Wer hat die Genschere zuerst erfolgreich eingesetzt?
Da half es nichts, dass die Forscherin dokumentieren konnte, dass sie und befreundete Forscher bereits im März 2012 mit Zebrafischen experimentierten. Doudna und Charpentier verfolgten schon damals die Idee, Crispr/Cas für eukaryotische Zellen, also für die Anwendung bei Pflanzen und Tieren, zu nutzen. Darüber berichteten sie auch in Gesprächen mit anderen Wissenschaftlern. Es ist durchaus möglich, dass Zhang ein Patent für die Umsetzung einer Idee bekommen hat, die er gar nicht selbst entwickelte.
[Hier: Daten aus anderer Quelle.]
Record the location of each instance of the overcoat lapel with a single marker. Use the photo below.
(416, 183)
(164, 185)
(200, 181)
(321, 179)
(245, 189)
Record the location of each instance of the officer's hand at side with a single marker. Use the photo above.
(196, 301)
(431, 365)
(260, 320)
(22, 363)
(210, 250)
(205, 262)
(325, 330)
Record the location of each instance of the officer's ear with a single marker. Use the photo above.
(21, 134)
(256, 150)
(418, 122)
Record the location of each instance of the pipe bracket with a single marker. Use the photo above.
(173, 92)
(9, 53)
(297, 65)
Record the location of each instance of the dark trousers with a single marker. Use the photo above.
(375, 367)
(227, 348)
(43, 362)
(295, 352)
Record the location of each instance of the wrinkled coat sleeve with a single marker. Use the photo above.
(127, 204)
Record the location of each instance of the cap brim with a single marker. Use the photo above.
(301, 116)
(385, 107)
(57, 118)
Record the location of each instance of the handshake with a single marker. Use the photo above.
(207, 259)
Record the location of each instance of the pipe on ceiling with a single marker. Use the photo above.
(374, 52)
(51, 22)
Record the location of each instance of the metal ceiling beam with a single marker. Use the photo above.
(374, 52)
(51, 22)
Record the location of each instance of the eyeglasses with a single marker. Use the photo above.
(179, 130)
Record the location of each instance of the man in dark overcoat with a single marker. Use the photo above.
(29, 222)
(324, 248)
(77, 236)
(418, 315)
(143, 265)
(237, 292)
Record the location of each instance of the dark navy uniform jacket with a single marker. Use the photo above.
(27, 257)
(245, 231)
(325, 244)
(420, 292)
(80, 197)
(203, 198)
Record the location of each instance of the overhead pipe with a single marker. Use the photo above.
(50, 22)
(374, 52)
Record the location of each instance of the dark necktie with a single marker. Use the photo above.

In dem schon lange dauernden Patentstreit hatte die Doudna-Seite 2016 vorgebracht, dass Ende 2011 nur ein Mitarbeiter in Zhangs Labor mit der Erforschung des Crispr/Cas-Systems beschäftigt gewesen sei.
Wie der Patentstreit nun weitergeht, ist völlig offen. „Die Universität von Kalifornien ist von der Entscheidung enttäuscht und glaubt, dass das PTAB eine Reihe von Fehlern gemacht hat“, kommentiert die Doudnas Universität in Berkeley. Beobachter vermuten, dass sich beide Parteien in einem Vergleich einigen werden, damit die Rechtslage endgültig geklärt ist und die Patente in den USA und Europa nicht ständig angefochten werden.
Darf man Veränderungen an DNA und Genen patentieren?
Es gibt aber auch kritische Stimmen, die fragen, ob die Verwendung von Crispr/Cas überhaupt dem Patentrecht unterliegen sollte. Zum einen, weil die Genschere eine Entwicklung der Natur ist und von den Forschenden nur für die einfache Anwendung im Labor angepasst wurde. Zum anderen, weil der Einsatz von Crispr/Cas möglicherweise viele Therapien und Züchtungserfolge liefert, von denen die Menschheit insgesamt profitieren könnte. Diese Argumentation entspricht der Forderung nach der Freigabe aller Patente für die mRNA-Impfstoffe gegen das Sars-Cov-2-Virus.